League tables for doctors? If it works in education ...

Next time I want to change my doctor, I'll consult the new government league tables.

I know, you're saying there's no such thing. Preposterous, you suggest: how could every doctor in the country be ranked according to his or her competence? Can they, or should they, be compared? Is that even possible? And won't that pesky junior doctors' union and other lefty figures in the all-powerful medical fraternity kick up merry hell?

Well, that may all be true, but that's no reason not to do something, is it now? The catch-cry these days is freedom. Freedom of information. Freedom of choice. Openness and transparency of information.

Look, I grant you that doctors in more affluent areas are bound to hold an unfair advantage under the kind of scheme I am proposing. Their patients are probably more likely to eat wholegrain bread, drink moderately and - most importantly - have the money to consult the doctor more often, long before gangrenous toes and clapped out lungs compel less fortunate souls to visit the clogged-up corridors of the local A&E.


But come on; gangrenous toes never stopped anyone taking three buses across town to attend a doctor's surgery with better "national standards", did they?

Because that's what choice is all about. The patient decides where to go, who to consult - he or she isn't just turfed into the local primary health organisation or subjected to the medical specialists at the closest hospital. If we could just dump the socialist claptrap for a second, we might realise that not all doctors are created equal; some are terrible, while others can keep you alive on statins and injectable insulin long after you should, by rights, have clapped out entirely.

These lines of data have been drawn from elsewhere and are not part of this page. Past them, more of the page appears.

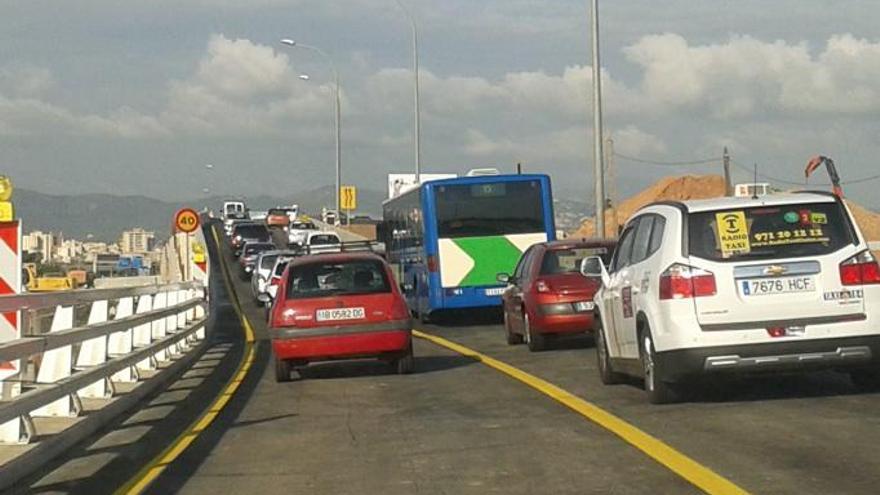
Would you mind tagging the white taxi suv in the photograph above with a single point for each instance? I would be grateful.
(783, 282)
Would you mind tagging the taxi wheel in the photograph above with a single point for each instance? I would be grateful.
(659, 392)
(512, 338)
(535, 340)
(282, 370)
(406, 364)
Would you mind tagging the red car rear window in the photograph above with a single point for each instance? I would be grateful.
(569, 260)
(329, 278)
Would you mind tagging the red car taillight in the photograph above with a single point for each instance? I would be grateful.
(682, 282)
(861, 269)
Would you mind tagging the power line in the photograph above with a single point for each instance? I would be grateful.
(681, 163)
(793, 183)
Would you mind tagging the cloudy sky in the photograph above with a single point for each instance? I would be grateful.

It's true that a patient's genetic makeup probably has just as much, if not more, to do with how healthy he or she is, as their doctor's performance. But it's inconvenient for this argument, so we'll put that aside.

Another beautiful thing about this plan is that it does away with the notion that doctors must be trained to a certain competence, and that senior members of the medical fraternity are the best to judge who should practise. The research debunks those ideas.

In the new system, costs will be contained by allowing the cleaner to double as a practice nurse, and the receptionist will prescribe contraceptives. Panel beaters and zoo keepers will be empowered to come in and assess doctors' professional ability. All in all, cutting through the red tape that too many small businesses face as a result of the last government.

Finally, the data. How to use it, what it will show, and how it should be interpreted. It will mean nothing in the first year, next to nothing in the second, and depending on who submits it and what their individual criteria are, you'll need a PhD in statistics to make head or tail of it in the third.

Note that assessments may vary from one doctor to the next. For example: "Doctor is above standard in ear-wax excavating" might accidentally be given the same weighting as "doctor is below standard in assessing where appendix is situated during surgery".

But I'm confident these are small issues, to be ironed out as the system beds in. After all, it's working in education, right?